Select Page

Before the stock market opened on October 8, PepsiCo (PEP) reported third quarter earnings of $1.08 a share (5 cents above Wall Street projections) and revenue of $11.08 billion.

The earnings number was 5 cents a share above Wall Street earnings estimates, but the revenue number was $170 million light. Revenue indeed declined by 1.5% from the third quarter of 2008. Earnings were up just slightly from the $1.06 reported in the third quarter of 2008.

Two factors held down results.

First, the world may be emerging from recession but growth was still very low or even negative in the biggest parts of PepsiCo’s market (North America and Europe) for much of the quarter. Beverage volume fell by 6% in the Americas and snack volume was down 1% in Europe. Asia/Middle East/Africa revenue climbed 13% and operating profit was up 52% but volume in these market is still so much smaller than that in the company’s developed economy markets that this performance wasn’t enough to make up the difference.

Second, currency effects hurt revenue and earnings. PepsiCo said that in constant currency terms–correcting for changes in the exchange rates in the markets where the company does business–revenue would have been up by 5% (instead of down by  1.5%) and earning would have been up by 8%.

Going forward PepsiCo anticipates that currency effects will take a “mid-single digit” percentage bite out of earnings growth.

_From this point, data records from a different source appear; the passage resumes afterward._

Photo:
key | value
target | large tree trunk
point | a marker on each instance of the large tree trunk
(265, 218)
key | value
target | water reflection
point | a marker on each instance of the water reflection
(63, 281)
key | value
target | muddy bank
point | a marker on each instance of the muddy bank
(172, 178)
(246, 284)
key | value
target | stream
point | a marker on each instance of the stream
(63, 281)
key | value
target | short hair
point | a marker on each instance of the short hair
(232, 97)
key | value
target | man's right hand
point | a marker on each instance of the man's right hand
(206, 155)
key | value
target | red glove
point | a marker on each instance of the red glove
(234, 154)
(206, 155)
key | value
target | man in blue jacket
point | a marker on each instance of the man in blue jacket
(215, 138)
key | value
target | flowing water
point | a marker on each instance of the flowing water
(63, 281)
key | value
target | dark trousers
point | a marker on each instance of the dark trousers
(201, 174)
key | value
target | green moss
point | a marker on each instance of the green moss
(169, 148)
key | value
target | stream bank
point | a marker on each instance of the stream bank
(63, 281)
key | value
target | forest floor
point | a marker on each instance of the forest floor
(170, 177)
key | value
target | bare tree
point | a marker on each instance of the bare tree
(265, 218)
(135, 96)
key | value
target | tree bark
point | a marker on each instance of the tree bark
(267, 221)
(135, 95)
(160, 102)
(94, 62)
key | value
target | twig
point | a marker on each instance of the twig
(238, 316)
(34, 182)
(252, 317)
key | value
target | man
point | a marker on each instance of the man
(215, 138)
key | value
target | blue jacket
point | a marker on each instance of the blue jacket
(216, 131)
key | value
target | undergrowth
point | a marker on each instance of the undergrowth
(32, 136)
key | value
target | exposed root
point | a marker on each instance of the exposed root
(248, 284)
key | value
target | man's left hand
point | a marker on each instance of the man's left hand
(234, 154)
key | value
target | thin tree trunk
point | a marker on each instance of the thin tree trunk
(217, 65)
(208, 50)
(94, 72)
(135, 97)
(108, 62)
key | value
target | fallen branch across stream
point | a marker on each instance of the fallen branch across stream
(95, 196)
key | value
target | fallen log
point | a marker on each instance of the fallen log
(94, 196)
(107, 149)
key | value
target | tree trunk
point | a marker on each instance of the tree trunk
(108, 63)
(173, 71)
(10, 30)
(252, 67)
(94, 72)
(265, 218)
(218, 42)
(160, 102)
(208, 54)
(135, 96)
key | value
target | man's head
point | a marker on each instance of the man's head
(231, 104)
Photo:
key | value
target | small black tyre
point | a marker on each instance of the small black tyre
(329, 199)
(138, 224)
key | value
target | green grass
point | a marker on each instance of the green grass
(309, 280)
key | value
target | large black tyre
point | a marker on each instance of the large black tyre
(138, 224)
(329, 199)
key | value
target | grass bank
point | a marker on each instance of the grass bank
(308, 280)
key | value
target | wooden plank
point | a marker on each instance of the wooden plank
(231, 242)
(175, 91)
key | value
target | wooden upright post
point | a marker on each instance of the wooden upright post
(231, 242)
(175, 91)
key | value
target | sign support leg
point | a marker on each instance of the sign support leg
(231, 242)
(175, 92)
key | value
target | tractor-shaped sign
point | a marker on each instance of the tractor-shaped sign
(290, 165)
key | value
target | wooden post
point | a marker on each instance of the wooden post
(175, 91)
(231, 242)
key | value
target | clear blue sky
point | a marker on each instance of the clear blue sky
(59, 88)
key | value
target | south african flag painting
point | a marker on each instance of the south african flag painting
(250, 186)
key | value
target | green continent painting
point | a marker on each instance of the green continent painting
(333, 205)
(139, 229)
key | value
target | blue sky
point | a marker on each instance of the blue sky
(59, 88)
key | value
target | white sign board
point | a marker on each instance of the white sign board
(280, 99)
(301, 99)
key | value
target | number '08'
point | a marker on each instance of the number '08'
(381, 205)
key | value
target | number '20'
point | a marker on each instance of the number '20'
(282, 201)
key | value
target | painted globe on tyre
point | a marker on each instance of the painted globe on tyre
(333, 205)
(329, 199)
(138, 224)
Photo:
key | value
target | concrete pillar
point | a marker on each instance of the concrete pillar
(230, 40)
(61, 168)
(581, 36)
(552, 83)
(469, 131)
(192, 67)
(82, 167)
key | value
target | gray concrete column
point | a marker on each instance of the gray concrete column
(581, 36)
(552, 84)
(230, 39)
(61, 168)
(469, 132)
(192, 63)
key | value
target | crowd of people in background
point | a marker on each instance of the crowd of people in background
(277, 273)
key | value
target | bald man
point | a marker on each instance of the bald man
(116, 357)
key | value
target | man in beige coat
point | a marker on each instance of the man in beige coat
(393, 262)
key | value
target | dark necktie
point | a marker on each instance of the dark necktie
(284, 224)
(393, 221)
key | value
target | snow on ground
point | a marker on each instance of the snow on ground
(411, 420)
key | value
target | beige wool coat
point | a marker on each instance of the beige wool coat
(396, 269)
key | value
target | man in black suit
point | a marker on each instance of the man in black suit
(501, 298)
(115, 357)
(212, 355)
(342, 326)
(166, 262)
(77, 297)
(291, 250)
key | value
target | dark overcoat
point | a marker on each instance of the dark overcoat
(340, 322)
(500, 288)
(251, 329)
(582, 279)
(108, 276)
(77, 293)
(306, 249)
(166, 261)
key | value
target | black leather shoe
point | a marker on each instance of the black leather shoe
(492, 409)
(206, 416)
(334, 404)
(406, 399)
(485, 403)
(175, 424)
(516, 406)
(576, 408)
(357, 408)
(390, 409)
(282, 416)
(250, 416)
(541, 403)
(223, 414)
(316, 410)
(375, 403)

In constant currency terms the company is looking for 11% to 13% earnings growth in 2010. (Those projections include cost-cutting achieved by PepsiCo’s acquisition of its two largest North American bottlers. PepsiCo said it expects that deal to close in the first half of 2010.)

So why did the stock tumble? Because it had climbed going into earnings and this is a sell on the news kind of market. PepsiCo disappointed momentum investors by merely affirming its previous guidance on earnings and revenue for the rest of 2009. Without new good news, they sold.

If’ you’ve been looking to get into PepsiCo, this drop is a good entry point. I’m not changing my current price target at all today. I raised the target price to $68 a share on October 2. I’m leaving it at that level.